DDE = jitcdde_input(f, parameter_spline)
DDE.constant_past(1)
DDE.adjust_diff()
times = DDE.t + np.arange(0, input_times[-1])
data = np.vstack([DDE.integrate(time) for time in times])

# Plotting
# --------

fig, (ax1, ax2) = plt.subplots(2,1, sharex=True)

parameter_spline.plot(ax1)
ax1.set_title('Parameter over time')
ax1.set_ylabel('β')

ax2.plot(times, data, label='perturbed')
ax2.set_xlabel('time')

Output: perturbed mackey-glass time series

Wrzlprmft commented 2 years ago

There already is an example linked under More Features and Examples. I expanded this section and tried to make the options more clear. I am open for suggestions on how to better put or phrase things. You can say best what would have helped you.

Also, this does not obviate the usefulness of your example. So please feel free to make a pull request. I would name the file mackey_glass_parameter_jump.py and reference it in the aforementioned section. Alternatively and if you are willing to put in the work, you can make an entire documentation section explaining what is going on.

Finally, we can consider to present discuss several alternatives to implement this, i.e., using jitcdde_input, using a callback, using a change of a control parameter or an explicit dependency with conditional. Since your example is only a toy example, I wouldn’t say that there is a best solution to this. However, depending on the application, either of these approaches can become impossible or at least unfeasible (which is why they exist in the first place).

I have little to comment on your code except that I would not import plt (because you should hardly ever use it) and import subplots directly.
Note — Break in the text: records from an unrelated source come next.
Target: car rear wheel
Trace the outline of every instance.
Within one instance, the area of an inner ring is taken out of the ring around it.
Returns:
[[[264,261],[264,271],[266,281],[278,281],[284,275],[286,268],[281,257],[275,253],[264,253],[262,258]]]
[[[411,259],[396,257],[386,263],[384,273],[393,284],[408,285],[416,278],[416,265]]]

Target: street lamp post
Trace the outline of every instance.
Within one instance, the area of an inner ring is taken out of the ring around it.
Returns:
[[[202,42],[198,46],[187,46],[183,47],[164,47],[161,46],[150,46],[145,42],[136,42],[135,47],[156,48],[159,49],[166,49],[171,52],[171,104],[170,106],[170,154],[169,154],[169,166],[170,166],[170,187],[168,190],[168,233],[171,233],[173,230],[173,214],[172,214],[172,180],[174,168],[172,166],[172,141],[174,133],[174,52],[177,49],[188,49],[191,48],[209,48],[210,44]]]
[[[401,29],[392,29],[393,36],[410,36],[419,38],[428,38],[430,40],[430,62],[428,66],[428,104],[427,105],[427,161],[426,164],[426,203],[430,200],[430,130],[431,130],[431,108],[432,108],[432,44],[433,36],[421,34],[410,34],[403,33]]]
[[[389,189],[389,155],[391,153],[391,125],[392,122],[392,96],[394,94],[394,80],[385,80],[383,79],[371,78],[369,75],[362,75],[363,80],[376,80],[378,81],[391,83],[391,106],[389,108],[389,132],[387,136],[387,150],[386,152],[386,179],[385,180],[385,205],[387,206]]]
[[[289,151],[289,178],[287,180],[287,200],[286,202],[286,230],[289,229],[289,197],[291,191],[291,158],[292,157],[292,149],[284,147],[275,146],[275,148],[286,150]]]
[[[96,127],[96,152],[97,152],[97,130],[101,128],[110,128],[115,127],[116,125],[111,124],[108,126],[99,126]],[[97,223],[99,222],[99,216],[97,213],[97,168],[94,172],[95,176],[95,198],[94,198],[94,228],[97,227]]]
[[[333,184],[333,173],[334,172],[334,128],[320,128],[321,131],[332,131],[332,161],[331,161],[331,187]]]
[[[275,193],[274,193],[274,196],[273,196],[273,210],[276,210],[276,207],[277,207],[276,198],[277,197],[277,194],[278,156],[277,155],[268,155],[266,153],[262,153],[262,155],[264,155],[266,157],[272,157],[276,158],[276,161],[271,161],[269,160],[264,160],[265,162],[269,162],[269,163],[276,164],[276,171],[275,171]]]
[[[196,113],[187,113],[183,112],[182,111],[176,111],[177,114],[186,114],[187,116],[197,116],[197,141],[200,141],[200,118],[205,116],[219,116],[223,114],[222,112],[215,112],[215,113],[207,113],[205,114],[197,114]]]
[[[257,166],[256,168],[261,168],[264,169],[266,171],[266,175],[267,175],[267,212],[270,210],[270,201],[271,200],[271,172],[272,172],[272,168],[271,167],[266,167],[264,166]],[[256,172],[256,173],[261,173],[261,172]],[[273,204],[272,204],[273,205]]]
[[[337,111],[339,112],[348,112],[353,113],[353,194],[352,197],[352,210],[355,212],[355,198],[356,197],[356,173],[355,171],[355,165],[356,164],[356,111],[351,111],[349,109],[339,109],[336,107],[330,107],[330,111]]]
Also, your image doesn’t match the code completely: The title of the second plot is missing from the code and instead there is an unused label.

mwappner commented 2 years ago

The additions to the Examples section look really good! I'll give it a go at implementing the other solutions and open a PR, I guess we can discuss there?

You can say best what would have helped you.

Yup, the part you just added is what I would have needed. Since you are asking for feedback, here's two comments, but as far as I'm concerned, it could just stay as it is:

Mackey–Glass with Jumps shows how to use the jump method.

I'd add "to introduce [approximate] discontinuities in the state of the system".

Simple Neutral and Neutral show how to implement neutral DDES. The latter additionally shows how to optimise a DDE with repeating delays, making it considerably faster.

I'm not sure what you mean by repeating delays. The example only has one delay. Also, the link to Neutral is wrong, you are linkinig to simple_neutral. And I'd change DDES for DDEs, idk which one is correct.

And an absolutely irrelevant typo: you have two full stops at the end of the first sentence here:

If you want a parameter to be a straightforward function of time, you can just implement this symbolically directly in the derivative.. For an example, see the “regular implementation” here.

Wrzlprmft commented 2 years ago

I'll give it a go at implementing the other solutions and open a PR, I guess we can discuss there?

Great and sure.

Since you are asking for feedback, here's two comments […]

Thanks. Everything should be fixed now.

mwappner commented 2 years ago

Woops, I didn't expect you to be so quick about it, I fixed the typos in #47 as well. I guess you'll have to resolve a few minor conflicts when merging :/

mwappner commented 2 years ago

Solved by #47 and a few commits in this thread.